Like all their guests this evening, the band sound bigger and better than their former selves. 2018’s ’Sound of a Heartbreak’ is more muscular, more rambunctious than most of their older material, though when, maybe 20 minutes in we get ‘Kandy Pop’ delivered with the energy of an encore, you know that age has not diminished the band’s capacity to put on a memorable live show.
The setlist is of course mainly driven by nostalgia for that debut album and the ‘Teen C Power’ EP that made their name, with ‘School Disco’ and ‘Kill Yr Boyfriend’, despite their youthful themes, not sounding out of place three decades on.
We’re in full-on party mode now (there are balloons; not sure if there’s cake, though) and Amanda – to use Manda Rin’s more grown-up name as befitting her years – points out that “the best venue in Glasgow” is a bigger space than the band ever played in their heyday (and as John Disco points out The Garage audience consisted largely freeloaders). “Fuck the Bootleg Beatles and the Barrowland” Sci-Fi Steven adds, though quickly, backtracking, just in case they do at some point decide to play the legendary venue across the road which is, yes, currently hosting a derivative though similarly nostalgic night.

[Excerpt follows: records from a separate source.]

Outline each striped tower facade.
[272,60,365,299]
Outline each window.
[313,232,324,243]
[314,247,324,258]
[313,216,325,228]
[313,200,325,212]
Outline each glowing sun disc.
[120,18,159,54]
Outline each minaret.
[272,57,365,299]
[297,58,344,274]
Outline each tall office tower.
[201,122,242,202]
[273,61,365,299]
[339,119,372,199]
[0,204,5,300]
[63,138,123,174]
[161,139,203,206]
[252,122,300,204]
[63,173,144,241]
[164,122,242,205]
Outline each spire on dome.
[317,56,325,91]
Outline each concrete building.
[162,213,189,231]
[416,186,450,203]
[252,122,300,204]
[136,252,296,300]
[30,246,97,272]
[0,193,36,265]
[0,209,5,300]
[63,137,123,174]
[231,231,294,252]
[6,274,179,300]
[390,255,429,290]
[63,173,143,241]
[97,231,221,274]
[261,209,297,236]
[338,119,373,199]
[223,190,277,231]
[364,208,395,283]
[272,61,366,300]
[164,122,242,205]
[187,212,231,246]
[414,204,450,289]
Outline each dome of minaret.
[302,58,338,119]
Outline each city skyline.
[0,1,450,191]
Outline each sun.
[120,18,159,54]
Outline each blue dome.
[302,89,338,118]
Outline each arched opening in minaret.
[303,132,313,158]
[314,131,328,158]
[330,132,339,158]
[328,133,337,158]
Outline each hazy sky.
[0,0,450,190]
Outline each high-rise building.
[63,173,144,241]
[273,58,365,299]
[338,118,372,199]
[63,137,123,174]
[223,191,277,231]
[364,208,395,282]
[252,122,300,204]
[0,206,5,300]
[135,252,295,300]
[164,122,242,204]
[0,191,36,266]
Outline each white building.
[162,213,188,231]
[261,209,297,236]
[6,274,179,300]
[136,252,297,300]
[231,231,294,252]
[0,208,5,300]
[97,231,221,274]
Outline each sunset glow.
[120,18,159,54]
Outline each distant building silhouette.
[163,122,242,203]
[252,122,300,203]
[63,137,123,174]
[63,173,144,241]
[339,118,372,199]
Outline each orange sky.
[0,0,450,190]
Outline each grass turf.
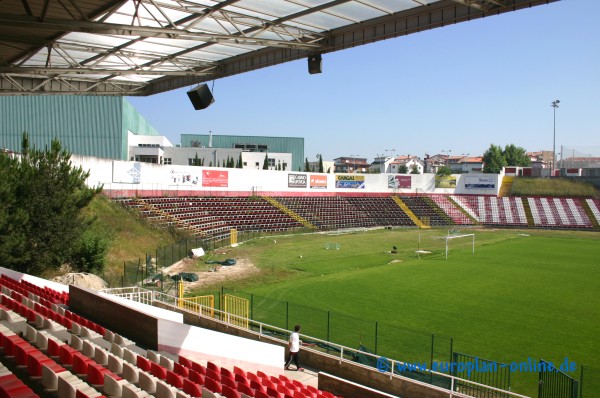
[190,230,600,394]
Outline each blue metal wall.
[0,95,158,160]
[181,134,304,171]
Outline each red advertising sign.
[310,174,327,189]
[202,170,229,187]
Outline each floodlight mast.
[550,100,560,177]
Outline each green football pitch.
[195,229,600,395]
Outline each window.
[135,155,158,163]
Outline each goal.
[325,243,340,250]
[433,234,475,260]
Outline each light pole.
[350,155,360,173]
[550,100,560,177]
[383,149,396,173]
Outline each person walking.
[285,325,304,372]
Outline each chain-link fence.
[579,365,600,398]
[221,288,452,367]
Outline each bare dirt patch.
[163,258,260,292]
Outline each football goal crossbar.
[434,234,475,260]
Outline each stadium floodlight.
[550,100,560,177]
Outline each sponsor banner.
[335,175,365,189]
[202,170,229,187]
[288,173,307,188]
[388,175,412,189]
[310,174,327,189]
[435,175,456,188]
[465,176,496,189]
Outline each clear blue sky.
[128,0,600,160]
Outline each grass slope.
[86,195,181,287]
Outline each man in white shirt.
[285,325,304,372]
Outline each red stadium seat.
[178,355,192,369]
[189,370,204,386]
[165,370,183,388]
[204,377,222,394]
[221,385,241,398]
[136,355,152,372]
[173,362,190,377]
[183,379,202,397]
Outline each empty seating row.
[527,197,592,228]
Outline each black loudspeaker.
[308,54,322,75]
[188,84,215,111]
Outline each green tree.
[483,144,506,174]
[435,166,452,177]
[503,144,531,167]
[0,134,105,275]
[0,152,31,271]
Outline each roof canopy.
[0,0,556,96]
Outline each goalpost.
[444,234,475,260]
[428,233,475,260]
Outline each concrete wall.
[0,267,69,293]
[69,285,284,374]
[157,303,449,398]
[72,156,501,196]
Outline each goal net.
[433,231,475,260]
[325,243,340,250]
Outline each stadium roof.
[0,0,557,96]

The “coolest festival ever” – handpicked of course by the headliners themselves – is bolstered further by the appearance of Lora Logic on sax for a version of X Ray Spex’s ‘Germ Free Adolescents’ which bis covered as the b-side to ’Action and Drama’. That will probably have been the evening (and possibly career) high point for the band but it’s a sign of the development that the only song that could close the set isn’t the shouty debut single, but instead the uber-sophisticated slice of dance pop that the crowd are waiting for. “Don’t sing ‘Here we, here we, here we fucking go’, pleads Sci-Fi. Instead the chant is a chant for “Euro, Euro, Euro-fucking-Disco”, and the band happily oblige – a sweaty, bouncing party anthem to end all parties. Same time in 2054?